Materials and methods
In this experimental crossover study, a novel visual search task, containing targets placed on actual CT images, was constructed to assess reader performance on both planes. Six trials were shown to participants in each plane, at a fixed time of 0.5 seconds per slice. The task was presented to 43 junior doctors. On each trial, participants were assessed for accuracy and confidence in finding the target on a five-point scale. Statistical analysis was performed using the Wilcoxon signed rank test, and Fleiss kappa.
Results
Coronal images took 40% less time to view overall. No significant difference was found in reader accuracy or reader confidence between the two planes. Interrater agreement was observed as fair, across a very large number of raters (43).
Conclusions
Target identification in the coronal plane is extremely similar to the axial plane on abdominopelvic CT in this study and offers a substantial time benefit. A perceptual limit to visual processing of CT images may contribute to this similarity. Greater use of coronal reformats in day-to-day practice could substantially improve radiologist workflow.

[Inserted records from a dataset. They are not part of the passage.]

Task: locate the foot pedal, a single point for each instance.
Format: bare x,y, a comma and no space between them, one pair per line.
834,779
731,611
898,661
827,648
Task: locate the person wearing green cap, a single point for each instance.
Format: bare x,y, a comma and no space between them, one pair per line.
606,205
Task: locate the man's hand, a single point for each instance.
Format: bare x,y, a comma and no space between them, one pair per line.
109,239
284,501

The amount of computed tomography (CT) scans performed in Australia increases at a rate of around 12% per year . Increasing CT examinations translates into an increased radiologist workload, in a throughput-driven work environment.
Scan volumes have been further increased by improvements in CT technology, particularly multidetector-row CT (MDCT). MDCT can acquire several thin slices in one rotation of the x-ray tube, resulting in speed of acquisition, high spatial resolution, and anatomic detail. Sixty-four (or greater)–slice MDCT can generate images with a spatial resolution of less than 1 mm . Use of MDCT has created a much larger volume of images to be viewed in the axial plane, mainly because of the generation of thin slices . This influx of images to the radiology workstation can create workflow problems for radiologists as a result of “image overload” .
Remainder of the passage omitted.